SAMPLE_MAX_SESSIONS = 200000  
MIN_SESSION_LENGTH = 2  
NEO4J_URI = "bolt://localhost:7687"
NEO4J_AUTH = ("neo4j", "nahi1420")  
BATCH_SIZE = 5000  


In [2]:
#importing necessary libraries
import os
import pandas as pd
import numpy as np
from collections import defaultdict, Counter
from tqdm import tqdm
from neo4j import GraphDatabase
import networkx as nx
from sklearn.model_selection import train_test_split

print("pandas", pd.__version__)

pandas 2.3.3


In [3]:
# Load dataset (may be large)
assert os.path.exists(DATA_PATH), f"Data file not found: {DATA_PATH}"
print("Loading, this may take a while for the full RetailRocket dataset...")

# The RetailRocket 'events.csv' has columns similar to: sessionId, itemId, eventType, timestamp
usecols = None  
df = pd.read_csv(DATA_PATH, parse_dates=['timestamp'], low_memory=False)
print("Loaded rows:", len(df))
print("Columns:", df.columns.tolist())
df.head()

Loading, this may take a while for the full RetailRocket dataset...


  df = pd.read_csv(DATA_PATH, parse_dates=['timestamp'], low_memory=False)


Loaded rows: 2756101
Columns: ['timestamp', 'visitorid', 'event', 'itemid', 'transactionid']


Unnamed: 0,timestamp,visitorid,event,itemid,transactionid
0,1433221332117,257597,view,355908,
1,1433224214164,992329,view,248676,
2,1433221999827,111016,view,318965,
3,1433221955914,483717,view,253185,
4,1433221337106,951259,view,367447,


In [6]:
# Corrected RetailRocket column mapping
cols = [c.lower() for c in df.columns]
colmap = {}
if 'visitorid' in cols:
    colmap[[c for c in df.columns if c.lower()=='visitorid'][0]] = 'session_id'
if 'itemid' in cols:
    colmap[[c for c in df.columns if c.lower()=='itemid'][0]] = 'event_id'
if 'event' in cols:
    colmap[[c for c in df.columns if c.lower()=='event'][0]] = 'event_type'
if 'timestamp' in cols:
    colmap[[c for c in df.columns if c.lower()=='timestamp'][0]] = 'timestamp'

df = df.rename(columns=colmap)
print('Renamed columns mapping:', colmap)

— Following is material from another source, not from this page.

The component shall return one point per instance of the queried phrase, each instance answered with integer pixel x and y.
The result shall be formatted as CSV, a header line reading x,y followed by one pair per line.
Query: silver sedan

assert 'session_id' in df.columns and 'event_id' in df.columns and 'timestamp' in df.columns

# Add step_index per session (order by timestamp)
df = df.sort_values(['session_id','timestamp'])
df['step_index'] = df.groupby('session_id').cumcount() + 1

# Filter out sessions that are too short
session_lengths = df.groupby('session_id').size()
valid_sessions = session_lengths[session_lengths >= MIN_SESSION_LENGTH].index
df = df[df['session_id'].isin(valid_sessions)].copy()
print("After filtering short sessions:", df['session_id'].nunique(), "unique sessions,", len(df), "rows")

Renamed columns mapping: {'visitorid': 'session_id', 'event': 'event_type', 'timestamp': 'timestamp'}
After filtering short sessions: 406020 unique sessions, 1754541 rows


In [7]:
# pick the first N sessions (keeps temporal order inside sessions)
if SAMPLE_MAX_SESSIONS is not None:
    unique_sess = df['session_id'].drop_duplicates().iloc[:SAMPLE_MAX_SESSIONS]
    df = df[df['session_id'].isin(unique_sess)].copy()
    print("Sampled sessions:", df['session_id'].nunique(), "rows:", len(df))

Sampled sessions: 200000 rows: 869349


In [9]:
# Save a sampled CSV for quick checks 
sample_out = "data/sampled_sessions.csv"
df.to_csv(sample_out, index=False)
print("Saved sample to", sample_out)

Saved sample to data/sampled_sessions.csv